Pair Corralation between I Jang and C Media
Assuming the 90 days trading horizon I Jang Industrial is expected to under-perform the C Media. But the stock apears to be less risky and, when comparing its historical volatility, I Jang Industrial is 2.21 times less risky than C Media. The stock trades about -0.01 of its potential returns per unit of risk. The C Media Electronics is currently generating about 0.0 of returns per unit of risk over similar time horizon. If you would invest 5,400 in C Media Electronics on September 28, 2024 and sell it today you would lose (100.00) from holding C Media Electronics or give up 1.85% of portfolio value over 90 days.

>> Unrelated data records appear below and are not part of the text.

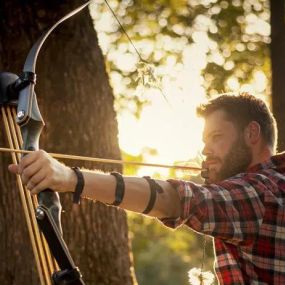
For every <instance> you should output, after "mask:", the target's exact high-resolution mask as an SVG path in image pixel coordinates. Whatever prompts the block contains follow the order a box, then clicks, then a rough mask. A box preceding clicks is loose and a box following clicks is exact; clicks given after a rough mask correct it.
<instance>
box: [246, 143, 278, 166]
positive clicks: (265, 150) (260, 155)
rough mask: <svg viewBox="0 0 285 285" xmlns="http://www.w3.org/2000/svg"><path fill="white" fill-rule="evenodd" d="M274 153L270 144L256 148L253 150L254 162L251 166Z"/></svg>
mask: <svg viewBox="0 0 285 285" xmlns="http://www.w3.org/2000/svg"><path fill="white" fill-rule="evenodd" d="M272 155H274V153H273V151H272V149H271V148H270V147H269V146H262V148H259V149H255V151H254V150H253V154H252V162H251V164H250V166H249V167H252V166H254V165H256V164H259V163H262V162H264V161H266V160H269V159H270V157H271V156H272Z"/></svg>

Time Period | 3 Months [change] |
Direction | Moves Together |
Strength | Very Weak |
Accuracy | 98.44% |
Values | Daily Returns |
I Jang Industrial vs. C Media Electronics
Performance |
Timeline |
I Jang Industrial |
C Media Electronics |
I Jang and C Media Volatility Contrast
Predicted Return Density |
Returns |
Pair Trading with I Jang and C Media
The main advantage of trading using opposite I Jang and C Media positions is that it hedges away some unsystematic risk. Because of two separate transactions, even if I Jang position performs unexpectedly, C Media can make up some of the losses. Pair trading also minimizes risk from directional movements in the market. For example, if an entire industry or sector drops because of unexpected headlines, the short position in C Media will offset losses from the drop in C Media's long position.I Jang vs. Power Wind Health | I Jang vs. Fulin Plastic Industry | I Jang vs. Johnson Health Tech | I Jang vs. Daxin Materials Corp |
C Media vs. Taiwan Semiconductor Manufacturing | C Media vs. MediaTek | C Media vs. United Microelectronics | C Media vs. Novatek Microelectronics Corp |
Check out your portfolio center.Note that this page's information should be used as a complementary analysis to find the right mix of equity instruments to add to your existing portfolios or create a brand new portfolio. You can also try the Pattern Recognition module to use different Pattern Recognition models to time the market across multiple global exchanges.